You need to call external program (perl interpreter to execute on local machine, ssh or smth like this to execute on remote machine). Here is procedure that calls external program and waits until it ends (if you don't need to wait until it ends, remove WaitForSingleObject or just call ShellExecute as other people suggested).

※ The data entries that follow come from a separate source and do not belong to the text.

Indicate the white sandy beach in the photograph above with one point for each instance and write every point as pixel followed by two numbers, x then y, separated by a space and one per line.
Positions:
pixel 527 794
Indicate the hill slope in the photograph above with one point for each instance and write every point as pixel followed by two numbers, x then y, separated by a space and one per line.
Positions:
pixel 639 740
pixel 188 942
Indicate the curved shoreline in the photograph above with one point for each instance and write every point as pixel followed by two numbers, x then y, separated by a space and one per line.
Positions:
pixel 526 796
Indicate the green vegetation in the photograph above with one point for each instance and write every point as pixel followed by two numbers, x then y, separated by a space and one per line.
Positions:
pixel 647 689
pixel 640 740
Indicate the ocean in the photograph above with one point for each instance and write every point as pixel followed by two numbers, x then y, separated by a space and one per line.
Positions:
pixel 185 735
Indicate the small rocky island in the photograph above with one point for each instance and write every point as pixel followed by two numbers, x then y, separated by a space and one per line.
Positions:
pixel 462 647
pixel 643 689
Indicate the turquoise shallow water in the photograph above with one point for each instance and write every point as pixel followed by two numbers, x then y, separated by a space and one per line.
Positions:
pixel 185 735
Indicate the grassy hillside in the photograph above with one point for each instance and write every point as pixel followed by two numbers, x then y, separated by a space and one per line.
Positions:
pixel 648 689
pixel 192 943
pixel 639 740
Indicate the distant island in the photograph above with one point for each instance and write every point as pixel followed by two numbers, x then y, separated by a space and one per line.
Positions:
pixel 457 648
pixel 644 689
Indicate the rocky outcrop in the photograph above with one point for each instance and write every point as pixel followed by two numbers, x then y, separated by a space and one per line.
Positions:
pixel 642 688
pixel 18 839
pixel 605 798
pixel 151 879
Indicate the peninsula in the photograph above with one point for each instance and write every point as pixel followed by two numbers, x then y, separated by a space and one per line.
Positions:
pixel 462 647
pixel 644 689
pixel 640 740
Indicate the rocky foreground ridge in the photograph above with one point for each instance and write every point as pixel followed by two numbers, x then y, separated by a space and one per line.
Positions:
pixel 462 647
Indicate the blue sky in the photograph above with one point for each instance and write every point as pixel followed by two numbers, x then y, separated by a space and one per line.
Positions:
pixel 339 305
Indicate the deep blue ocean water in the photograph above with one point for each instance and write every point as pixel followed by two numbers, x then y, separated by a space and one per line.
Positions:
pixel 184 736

UPDATE: To see script output, try to use solution from this article

function ExecAndWait(const FileName, Params: ShortString; const WinState: Word): boolean; export; 
var 
  StartInfo: TStartupInfo; 
  ProcInfo: TProcessInformation; 
  CmdLine: ShortString; 
begin 
  { Put the name of file between quotes, due to spaces in names of files in system Win9x } 
  CmdLine := '"' + Filename + '" ' + Params; 
  FillChar(StartInfo, SizeOf(StartInfo), #0); 
  with StartInfo do 
  begin 
    cb := SizeOf(SUInfo); 
    dwFlags := STARTF_USESHOWWINDOW; 
    wShowWindow := WinState; 
  end; 
  Result := CreateProcess(nil, PChar( String( CmdLine ) ), nil, nil, false, 
                          CREATE_NEW_CONSOLE or NORMAL_PRIORITY_CLASS, nil, 
                          PChar(ExtractFilePath(Filename)),StartInfo,ProcInfo);
  { Wait the finish of program } 
  if Result then 
  begin 
    WaitForSingleObject(ProcInfo.hProcess, INFINITE); 
    { Free the Handles } 
    CloseHandle(ProcInfo.hProcess); 
    CloseHandle(ProcInfo.hThread); 
  end; 
end;
Dmitry
A: 

If you want to ShellExecute() a batch file you need to execute cmd.exe and pass the script as a parameter, like so:

ShellExecute(Handle, 'open', 'cmd.exe', '/C C:\loaderperl.bat', nil, SW_SHOW);

You can use output redirection to capture the script output in a file. If you want to see whether the script was executed successfully you can (for testing purposes) add pause to the end of it.